陳清韻徹底一呆,嘴硬的反駁:“這不賴我。”

這時,敲門聲響了起來。

陳清韻一呆,有點緊張。

鍾世宇看了她一眼,輕輕一笑道:“我猜是文姐來了,她一定是看到了新聞,來找你算賬了。”

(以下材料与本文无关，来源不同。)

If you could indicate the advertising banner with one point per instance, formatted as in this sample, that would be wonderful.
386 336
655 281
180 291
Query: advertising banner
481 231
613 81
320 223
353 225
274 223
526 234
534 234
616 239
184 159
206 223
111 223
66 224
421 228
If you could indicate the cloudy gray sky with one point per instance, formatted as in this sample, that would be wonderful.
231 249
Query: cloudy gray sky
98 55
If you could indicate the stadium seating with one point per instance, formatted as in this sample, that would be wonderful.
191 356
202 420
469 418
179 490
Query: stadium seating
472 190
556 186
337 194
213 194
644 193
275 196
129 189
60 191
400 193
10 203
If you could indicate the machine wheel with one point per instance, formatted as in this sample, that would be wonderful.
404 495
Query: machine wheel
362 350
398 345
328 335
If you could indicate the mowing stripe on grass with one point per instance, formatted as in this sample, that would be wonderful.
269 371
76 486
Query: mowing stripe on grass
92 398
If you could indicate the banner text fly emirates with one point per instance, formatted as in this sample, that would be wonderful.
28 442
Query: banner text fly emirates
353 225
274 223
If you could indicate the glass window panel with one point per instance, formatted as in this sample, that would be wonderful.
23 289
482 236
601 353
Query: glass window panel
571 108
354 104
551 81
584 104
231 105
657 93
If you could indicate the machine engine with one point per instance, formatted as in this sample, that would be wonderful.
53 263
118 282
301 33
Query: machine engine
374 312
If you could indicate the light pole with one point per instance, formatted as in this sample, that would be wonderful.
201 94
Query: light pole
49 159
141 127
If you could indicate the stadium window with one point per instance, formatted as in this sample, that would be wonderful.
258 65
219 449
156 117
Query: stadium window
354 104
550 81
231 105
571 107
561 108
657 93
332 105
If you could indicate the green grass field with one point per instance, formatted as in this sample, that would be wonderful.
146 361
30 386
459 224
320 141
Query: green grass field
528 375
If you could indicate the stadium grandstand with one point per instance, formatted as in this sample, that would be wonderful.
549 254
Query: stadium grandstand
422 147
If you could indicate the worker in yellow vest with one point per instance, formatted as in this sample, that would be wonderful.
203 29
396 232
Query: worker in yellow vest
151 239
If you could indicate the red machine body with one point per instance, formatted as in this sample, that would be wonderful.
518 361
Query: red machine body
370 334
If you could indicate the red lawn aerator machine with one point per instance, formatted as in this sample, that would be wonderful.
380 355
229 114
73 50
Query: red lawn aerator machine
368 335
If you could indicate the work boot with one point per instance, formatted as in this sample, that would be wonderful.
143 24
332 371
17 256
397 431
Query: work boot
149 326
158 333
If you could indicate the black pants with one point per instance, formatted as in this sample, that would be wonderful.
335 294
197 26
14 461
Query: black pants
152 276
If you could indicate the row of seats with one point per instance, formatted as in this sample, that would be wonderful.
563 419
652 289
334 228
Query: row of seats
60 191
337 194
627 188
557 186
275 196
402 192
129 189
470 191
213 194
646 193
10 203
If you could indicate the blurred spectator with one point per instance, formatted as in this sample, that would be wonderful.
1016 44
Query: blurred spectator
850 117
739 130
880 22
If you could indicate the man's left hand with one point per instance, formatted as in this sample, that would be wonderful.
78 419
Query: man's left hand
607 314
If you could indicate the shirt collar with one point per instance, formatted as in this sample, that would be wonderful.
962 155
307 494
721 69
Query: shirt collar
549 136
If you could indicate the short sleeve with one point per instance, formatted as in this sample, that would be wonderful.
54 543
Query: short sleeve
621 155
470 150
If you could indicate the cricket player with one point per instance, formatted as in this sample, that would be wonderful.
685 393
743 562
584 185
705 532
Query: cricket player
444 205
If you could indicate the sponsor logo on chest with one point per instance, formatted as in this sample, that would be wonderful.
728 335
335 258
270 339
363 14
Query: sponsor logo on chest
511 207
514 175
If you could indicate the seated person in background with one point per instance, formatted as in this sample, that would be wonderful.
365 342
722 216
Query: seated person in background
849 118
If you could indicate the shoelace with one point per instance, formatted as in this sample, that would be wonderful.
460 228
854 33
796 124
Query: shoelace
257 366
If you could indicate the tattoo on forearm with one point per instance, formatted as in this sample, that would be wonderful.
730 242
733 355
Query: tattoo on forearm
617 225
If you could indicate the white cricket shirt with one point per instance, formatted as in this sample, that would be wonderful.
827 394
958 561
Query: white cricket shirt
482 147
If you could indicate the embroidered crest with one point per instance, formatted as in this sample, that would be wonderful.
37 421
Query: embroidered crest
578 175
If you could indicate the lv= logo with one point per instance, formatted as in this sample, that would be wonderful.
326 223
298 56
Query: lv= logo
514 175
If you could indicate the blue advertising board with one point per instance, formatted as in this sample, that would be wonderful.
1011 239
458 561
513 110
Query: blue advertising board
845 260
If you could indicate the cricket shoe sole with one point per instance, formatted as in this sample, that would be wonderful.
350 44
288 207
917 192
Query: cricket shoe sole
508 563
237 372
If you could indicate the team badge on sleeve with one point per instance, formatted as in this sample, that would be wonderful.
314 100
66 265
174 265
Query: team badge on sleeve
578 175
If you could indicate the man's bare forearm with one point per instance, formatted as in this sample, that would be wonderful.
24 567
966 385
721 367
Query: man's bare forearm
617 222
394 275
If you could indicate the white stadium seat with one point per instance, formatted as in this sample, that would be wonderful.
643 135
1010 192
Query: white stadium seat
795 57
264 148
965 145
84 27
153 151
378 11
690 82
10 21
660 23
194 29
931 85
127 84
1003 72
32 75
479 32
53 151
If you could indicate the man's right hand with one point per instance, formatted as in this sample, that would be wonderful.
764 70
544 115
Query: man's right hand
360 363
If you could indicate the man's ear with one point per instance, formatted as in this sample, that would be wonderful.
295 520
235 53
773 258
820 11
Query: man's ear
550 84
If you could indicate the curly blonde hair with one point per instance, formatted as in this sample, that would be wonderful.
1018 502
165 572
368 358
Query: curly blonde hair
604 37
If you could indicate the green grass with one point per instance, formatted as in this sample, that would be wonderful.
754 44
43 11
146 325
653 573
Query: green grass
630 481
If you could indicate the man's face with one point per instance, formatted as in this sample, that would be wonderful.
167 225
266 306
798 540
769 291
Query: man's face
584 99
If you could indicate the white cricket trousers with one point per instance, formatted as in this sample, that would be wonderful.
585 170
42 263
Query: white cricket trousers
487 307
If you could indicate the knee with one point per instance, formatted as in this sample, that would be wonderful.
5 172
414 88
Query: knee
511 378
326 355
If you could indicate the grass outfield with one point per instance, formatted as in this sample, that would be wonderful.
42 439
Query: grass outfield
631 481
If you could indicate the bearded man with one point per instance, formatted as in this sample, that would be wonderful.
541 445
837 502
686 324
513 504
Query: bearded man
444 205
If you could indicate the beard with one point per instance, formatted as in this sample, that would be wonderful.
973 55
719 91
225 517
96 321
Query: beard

陳清韻的臉色瞬間就蒼白一片,褪去了全部的血色,完全不敢相信的看著眼前的男人。

敲門聲還在繼續。

陳清韻不去開門。

鍾世宇道:“去開門吧,這件事,早晚都得解決,你千不該萬不該,連最護著你的文姐的男人你都敢上,清韻,你真的太讓我們大家失望了。”

陳清韻不言語。

敲門聲繼續了一會,忽然停了,下一秒,鑰匙打開了門。

來人果然是文姐,她是陳清韻的經紀人,全權處理陳清韻各種事情,自然有她的鑰匙也不稀罕。

她自己來的,走進來後,那雙眼睛,幾乎在噴火。

陳清韻看著她,呆了呆,隨後不敢發一言。

鍾世宇看到文姐氣勢洶洶的走進來,一直到了陳清韻的麵前,她站在她跟前,居高臨下的看著她,眼底都是難以置信。

“抬起頭來。”文姐怒斥道。

陳清韻一愣,立刻抬起來眼睛。

“啪”。

下一秒,一個響亮的耳光甩了過來,打在了陳清韻的臉蛋上,她呆了呆,完全懵了。

文姐氣的直哆嗦。“陳清韻,嗬,我真是瞎了眼,你連我的老公也敢勾搭,兔子還不吃窩邊草呢,你就這麽不要臉,拆我的牆角?”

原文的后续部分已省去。